Mattis told Congress that he, the president and other key players had rehearsed their response to a nuclear strike — and the threshold of provocation that would lead the US to fire their own nuclear device. That, according to Mattis, would be "a direct imminent or actual attack."
Sen. Jim Risch (R-ID) asked Mattis what would happen if the US detected a nuclear launch. Matties replied that "the first step, of course, would be that our ballistic missile defense forces at sea and in Alaska, California — the various radars would be feeding in and they would do — they would do what they're designed to do as we make every effort to take [the missile] out."
The president has "a wide array of options, including a non-nuclear response… we would take the action the president directed and I'm sure that Congress would be intimately involved," Mattis said — although he did not elaborate what that "intimate involvement" would be.
"If we saw they were preparing to do so and it was imminent, I could imagine [a preemptive nuclear strike]. It's not the only tool in the toolkit to try to address something like that," said Mattis. An imminent nuclear launch could conceivably be taken out on the ground with an airstrike or shot down by a missile defense system once in the air.
However, decisions to protect the country are the duty of the executive, not the legislature, according to Mattis. "I believe that congressional oversight does not equate to operational control," he said. "I think that we have to keep trust, keep faith in the system that we have that has proven effective now for decades."
The "system" in question is the first strike capability, the ability for the president to unilaterally launch a nuclear missile. At all times, the president is accompanied by an aide carrying the "nuclear football," a briefcase that includes launch codes and the procedures for various types of nuclear strike. The president chooses which one he wants, the secretary of defense authorizes the pick, and then the call is made and the missile is fired with no other oversight.
Mattis praised the first strike capability system. "I would not say it's ad hoc. It's extremely rigorous: the discussions and the step through process for decision-making [that would precede a missile launch]."
Other White House top officials chimed in, including State Secretary Rex Tillerson. "The fact [is] that no president, Republican or Democrat, has ever forsworn the first strike capability.
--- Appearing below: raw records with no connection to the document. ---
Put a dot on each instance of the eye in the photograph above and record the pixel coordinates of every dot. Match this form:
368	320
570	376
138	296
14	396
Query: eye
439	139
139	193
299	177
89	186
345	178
That has served us for 70 years," he said.
Sen. Chris Murphy (D-CT) asked Tillerson if the simple development of a weapon that could threaten the US — such as the experimental Hwasong-14 intercontinental ballistic missile (ICBM) that was test-fired twice in 2017 by Pyongyang — could lead to a US preemptive strike.
Tillerson declined to give a direct answer. "I'm always reluctant to get into too many hypotheticals because possession could be [a missile] sitting in an underground [bunker] not ready to be used… or possession could be sitting upright… about ready to be launched," he said.